Welcome to the forum.

Nicd quandary to be in. Guess it depends on how you feel about having "the best" of something. It that brings you some joy and you're otherwise able then go for it. Don't buy it to impress anyone - they'll likely think your nuts.

And should you not like it for any reason the resale will be quick.


----------



## ynot1985 (Aug 9, 2017)

yeah resale would be very quick if you dont like it.. it's about a 4 year wait if you join his list now


----------



## Kippington (Aug 9, 2017)

daveb said:


> Don't buy it to impress anyone - they'll likely think your nuts.


 
This is sage advice.

Welcome to the forum!


----------



## Wdestate (Aug 9, 2017)

i agree with what people said. if you want a good knife get it, use it. if you decide its overkill you can probably get damn near every cent back here reselling it.


----------



## Barmoley (Aug 9, 2017)

Buy it, play with it and if you don't like it sell it. Which one do you have an opportunity to buy?


----------



## labor of love (Aug 10, 2017)

Buy it. You could resell it here if it doesn't work for you.


----------



## MontezumaBoy (Aug 10, 2017)

FWIW - I waited the 42 months just because ... worth every cent but as you can tell by the response(s) here my friends and family "already know I am a nut" ...

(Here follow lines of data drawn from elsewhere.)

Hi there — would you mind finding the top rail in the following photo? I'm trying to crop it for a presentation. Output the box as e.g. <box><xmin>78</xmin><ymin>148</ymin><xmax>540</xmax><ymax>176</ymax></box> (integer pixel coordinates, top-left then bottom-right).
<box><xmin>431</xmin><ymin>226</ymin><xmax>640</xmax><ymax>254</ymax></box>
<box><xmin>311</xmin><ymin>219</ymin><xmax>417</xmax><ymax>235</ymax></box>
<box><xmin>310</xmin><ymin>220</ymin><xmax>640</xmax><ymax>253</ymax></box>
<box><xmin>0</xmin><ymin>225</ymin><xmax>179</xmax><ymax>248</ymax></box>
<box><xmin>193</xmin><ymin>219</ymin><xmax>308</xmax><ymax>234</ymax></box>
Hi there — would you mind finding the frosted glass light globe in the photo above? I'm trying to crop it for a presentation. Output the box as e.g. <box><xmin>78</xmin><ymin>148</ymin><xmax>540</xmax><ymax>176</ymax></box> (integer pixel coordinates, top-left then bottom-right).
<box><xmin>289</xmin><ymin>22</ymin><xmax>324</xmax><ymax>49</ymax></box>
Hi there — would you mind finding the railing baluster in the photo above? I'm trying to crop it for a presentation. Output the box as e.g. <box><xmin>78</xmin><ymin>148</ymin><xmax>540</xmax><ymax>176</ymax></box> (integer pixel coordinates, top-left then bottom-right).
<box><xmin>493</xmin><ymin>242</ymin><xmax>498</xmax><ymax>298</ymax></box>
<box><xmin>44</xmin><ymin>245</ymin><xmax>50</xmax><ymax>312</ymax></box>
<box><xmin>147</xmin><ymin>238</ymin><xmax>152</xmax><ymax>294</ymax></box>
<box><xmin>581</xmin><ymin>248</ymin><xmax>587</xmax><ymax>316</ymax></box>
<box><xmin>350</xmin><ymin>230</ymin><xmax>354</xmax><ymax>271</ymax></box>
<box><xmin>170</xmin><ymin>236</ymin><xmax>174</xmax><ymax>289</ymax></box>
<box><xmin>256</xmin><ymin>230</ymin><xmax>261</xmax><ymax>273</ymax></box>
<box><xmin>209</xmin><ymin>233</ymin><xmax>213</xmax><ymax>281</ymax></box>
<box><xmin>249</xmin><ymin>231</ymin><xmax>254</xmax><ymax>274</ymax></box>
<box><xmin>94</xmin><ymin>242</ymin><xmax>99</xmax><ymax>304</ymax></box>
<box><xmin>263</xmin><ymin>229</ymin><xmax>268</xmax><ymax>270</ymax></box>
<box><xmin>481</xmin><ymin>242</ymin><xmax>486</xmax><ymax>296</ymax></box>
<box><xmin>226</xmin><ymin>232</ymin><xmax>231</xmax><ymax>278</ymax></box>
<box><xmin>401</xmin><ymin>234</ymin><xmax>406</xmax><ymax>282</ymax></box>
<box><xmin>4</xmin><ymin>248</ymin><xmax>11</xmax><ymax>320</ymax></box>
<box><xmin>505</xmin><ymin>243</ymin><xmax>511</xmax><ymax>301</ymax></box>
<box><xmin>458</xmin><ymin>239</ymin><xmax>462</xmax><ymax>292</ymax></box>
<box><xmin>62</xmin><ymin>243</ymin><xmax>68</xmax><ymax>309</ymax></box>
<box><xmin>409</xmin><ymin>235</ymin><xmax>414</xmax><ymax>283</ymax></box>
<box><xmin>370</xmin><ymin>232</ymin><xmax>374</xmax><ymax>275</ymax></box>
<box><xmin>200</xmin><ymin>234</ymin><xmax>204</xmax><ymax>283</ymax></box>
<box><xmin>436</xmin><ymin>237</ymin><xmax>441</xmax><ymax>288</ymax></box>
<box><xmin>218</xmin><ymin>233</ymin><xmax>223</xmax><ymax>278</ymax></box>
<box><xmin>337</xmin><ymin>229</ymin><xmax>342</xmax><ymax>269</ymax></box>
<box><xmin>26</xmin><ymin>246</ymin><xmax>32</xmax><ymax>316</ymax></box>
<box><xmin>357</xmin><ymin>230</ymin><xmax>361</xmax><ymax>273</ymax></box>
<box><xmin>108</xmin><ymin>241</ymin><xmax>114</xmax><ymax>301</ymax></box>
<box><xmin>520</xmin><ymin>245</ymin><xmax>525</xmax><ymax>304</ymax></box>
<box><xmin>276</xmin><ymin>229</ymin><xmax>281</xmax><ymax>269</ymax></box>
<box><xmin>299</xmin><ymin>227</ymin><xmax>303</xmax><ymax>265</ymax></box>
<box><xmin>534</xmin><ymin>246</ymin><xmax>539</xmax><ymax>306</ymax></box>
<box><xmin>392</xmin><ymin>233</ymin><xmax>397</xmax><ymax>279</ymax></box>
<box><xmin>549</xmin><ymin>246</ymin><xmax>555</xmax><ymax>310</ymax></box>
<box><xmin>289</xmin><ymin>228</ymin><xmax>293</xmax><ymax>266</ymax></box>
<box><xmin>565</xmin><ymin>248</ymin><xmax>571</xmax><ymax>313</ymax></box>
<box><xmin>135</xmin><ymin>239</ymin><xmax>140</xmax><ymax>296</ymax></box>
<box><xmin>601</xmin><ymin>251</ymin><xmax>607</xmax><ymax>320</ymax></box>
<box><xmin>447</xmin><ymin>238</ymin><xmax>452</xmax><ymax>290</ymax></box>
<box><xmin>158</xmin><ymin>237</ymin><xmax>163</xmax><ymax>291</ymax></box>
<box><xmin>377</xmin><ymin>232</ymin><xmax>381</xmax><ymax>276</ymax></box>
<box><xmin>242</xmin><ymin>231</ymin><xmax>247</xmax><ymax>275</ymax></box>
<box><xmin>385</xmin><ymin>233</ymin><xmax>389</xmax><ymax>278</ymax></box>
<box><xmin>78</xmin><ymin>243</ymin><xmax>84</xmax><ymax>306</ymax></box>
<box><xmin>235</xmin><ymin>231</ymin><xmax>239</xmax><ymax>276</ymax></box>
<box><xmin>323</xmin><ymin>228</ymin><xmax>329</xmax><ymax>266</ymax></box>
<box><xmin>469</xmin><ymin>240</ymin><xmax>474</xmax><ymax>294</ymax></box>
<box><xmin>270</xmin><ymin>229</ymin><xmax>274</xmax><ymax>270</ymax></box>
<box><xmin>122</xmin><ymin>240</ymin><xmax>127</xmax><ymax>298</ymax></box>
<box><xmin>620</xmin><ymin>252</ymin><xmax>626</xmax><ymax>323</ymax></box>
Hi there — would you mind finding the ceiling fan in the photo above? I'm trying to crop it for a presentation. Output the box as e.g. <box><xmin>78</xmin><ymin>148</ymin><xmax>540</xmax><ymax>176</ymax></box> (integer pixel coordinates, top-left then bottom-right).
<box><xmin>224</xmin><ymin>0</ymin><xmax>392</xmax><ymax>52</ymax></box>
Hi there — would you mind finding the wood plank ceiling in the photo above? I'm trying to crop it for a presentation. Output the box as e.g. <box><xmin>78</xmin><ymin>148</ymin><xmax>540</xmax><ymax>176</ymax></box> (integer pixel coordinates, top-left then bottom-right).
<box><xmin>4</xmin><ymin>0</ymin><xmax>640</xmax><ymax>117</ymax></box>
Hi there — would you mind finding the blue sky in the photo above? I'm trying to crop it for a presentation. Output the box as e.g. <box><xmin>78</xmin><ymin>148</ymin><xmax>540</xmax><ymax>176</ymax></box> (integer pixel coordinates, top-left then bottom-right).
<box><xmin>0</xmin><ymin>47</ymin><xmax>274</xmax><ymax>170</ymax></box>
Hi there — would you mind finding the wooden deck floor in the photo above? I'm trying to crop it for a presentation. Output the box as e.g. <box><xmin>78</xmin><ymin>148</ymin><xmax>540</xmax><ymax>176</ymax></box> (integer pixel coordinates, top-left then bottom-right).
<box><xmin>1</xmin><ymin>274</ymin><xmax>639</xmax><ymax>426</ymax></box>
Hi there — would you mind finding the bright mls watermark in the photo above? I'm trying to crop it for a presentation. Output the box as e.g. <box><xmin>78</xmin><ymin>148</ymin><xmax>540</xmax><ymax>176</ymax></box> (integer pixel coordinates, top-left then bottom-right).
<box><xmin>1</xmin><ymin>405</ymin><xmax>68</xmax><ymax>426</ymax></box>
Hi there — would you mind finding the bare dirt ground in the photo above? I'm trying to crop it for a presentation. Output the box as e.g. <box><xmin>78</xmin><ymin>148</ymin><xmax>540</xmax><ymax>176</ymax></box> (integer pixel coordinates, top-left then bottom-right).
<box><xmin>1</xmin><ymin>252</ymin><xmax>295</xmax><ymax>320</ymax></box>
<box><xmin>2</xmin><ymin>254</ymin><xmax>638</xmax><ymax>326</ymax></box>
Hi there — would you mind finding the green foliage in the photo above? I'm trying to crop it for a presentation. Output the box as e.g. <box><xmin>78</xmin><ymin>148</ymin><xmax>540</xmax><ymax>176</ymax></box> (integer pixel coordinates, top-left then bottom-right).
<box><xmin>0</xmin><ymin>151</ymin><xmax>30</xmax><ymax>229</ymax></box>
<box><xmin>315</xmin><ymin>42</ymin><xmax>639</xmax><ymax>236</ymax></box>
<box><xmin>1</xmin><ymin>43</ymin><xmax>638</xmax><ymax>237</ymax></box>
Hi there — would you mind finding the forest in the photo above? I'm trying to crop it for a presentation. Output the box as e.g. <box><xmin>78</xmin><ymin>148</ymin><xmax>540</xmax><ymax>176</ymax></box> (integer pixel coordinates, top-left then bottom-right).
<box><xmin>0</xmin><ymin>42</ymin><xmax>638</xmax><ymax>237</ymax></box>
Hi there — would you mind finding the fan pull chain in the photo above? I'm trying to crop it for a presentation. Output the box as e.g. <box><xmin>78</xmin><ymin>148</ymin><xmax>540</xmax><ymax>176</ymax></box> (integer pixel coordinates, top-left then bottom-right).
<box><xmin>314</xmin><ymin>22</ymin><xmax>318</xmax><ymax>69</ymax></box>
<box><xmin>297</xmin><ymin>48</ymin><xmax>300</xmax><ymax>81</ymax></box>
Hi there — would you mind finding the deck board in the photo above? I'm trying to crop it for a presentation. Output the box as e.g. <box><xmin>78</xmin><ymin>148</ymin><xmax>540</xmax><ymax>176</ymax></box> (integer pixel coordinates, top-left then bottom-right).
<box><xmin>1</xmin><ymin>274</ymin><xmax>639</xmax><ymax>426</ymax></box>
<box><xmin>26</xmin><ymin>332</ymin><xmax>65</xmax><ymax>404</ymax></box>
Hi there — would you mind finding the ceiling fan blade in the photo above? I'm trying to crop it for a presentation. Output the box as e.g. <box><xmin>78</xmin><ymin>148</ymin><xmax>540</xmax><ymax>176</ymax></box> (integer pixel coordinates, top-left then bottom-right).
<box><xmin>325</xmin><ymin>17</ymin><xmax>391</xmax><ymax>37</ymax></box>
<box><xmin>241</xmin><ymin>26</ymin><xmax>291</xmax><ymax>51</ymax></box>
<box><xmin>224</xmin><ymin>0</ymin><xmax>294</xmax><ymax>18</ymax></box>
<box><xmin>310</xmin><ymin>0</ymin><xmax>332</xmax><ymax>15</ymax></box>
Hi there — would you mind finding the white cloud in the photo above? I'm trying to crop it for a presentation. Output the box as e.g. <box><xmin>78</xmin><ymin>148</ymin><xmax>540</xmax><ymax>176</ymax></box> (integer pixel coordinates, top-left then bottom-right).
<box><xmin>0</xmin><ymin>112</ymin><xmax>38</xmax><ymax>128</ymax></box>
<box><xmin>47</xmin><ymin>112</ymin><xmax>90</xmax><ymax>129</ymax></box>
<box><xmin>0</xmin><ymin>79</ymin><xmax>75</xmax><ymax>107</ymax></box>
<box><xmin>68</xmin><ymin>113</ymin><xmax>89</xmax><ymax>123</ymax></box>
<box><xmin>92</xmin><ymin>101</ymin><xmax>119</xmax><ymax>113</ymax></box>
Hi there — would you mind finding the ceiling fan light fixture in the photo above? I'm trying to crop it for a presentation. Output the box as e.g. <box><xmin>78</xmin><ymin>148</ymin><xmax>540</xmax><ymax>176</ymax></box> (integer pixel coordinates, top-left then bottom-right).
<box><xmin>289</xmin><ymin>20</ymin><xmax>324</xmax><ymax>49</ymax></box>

Quick question - knives at home are carbon? Answer = YES then buy it but if your answer is NO I would seriously think about this ...


----------



## Mute-on (Aug 10, 2017)

If you are going to use the knife at all, it's not a waste. Even if you want to preserve it for the next generation to use, it's not a waste. 
Just buy it and enjoy


----------



## jimbob (Aug 10, 2017)

There are many home users here with knives that would slay in any environment, pro or otherwise. Depends on your knife knutedness! Buuuy it buuuuy it buuuy it


----------



## no_one_just_Roy (Aug 10, 2017)

You posted that question on THIS forum: the answer is quite obvious, isn't it?


----------



## chipzaroy (Aug 10, 2017)

Yes. Definitely yes. They're so freakin beautiful.


----------



## jonaas (Aug 10, 2017)

Thank you so much for all the answers! Since i'm aware of where i asked i thought that you would recommend me to go ahead &#128522; It's a beautiful knife and i think it would suit my needs!


----------



## Barmoley (Aug 10, 2017)

Very nice. I was trying to get this one too from august lottery. Definitely get it.


----------



## cschoedler (Aug 10, 2017)

Go for it. If you don't love it I'm sure you can find someone here who will.


----------



## Mucho Bocho (Aug 10, 2017)

Jonas, This is very special knife, and performance is only part of it. Your getting a one of a kind hand made tool by a small family of humble but talented knife makers. I do not own one, but have handled them and each one is unique, beautiful and performs. To most of us, those are some of the primary reasons why we buy them in the first place. Every day their getting harder and harder to attain.


----------



## milkbaby (Aug 10, 2017)

Did you buy it? I posted a thread when this month's sale was posted that every knife looked incredible. If you don't like it, you very likely can resell with little to no financial loss.


----------



## jonaas (Aug 10, 2017)

First i was about to buy it but i think ill have to pass. It will cost to much with all the fees involved in importing it to Sweden. Not happy about this but it's just too much money. 
Thank you for the friendly advice, hope one of you is next in line.


----------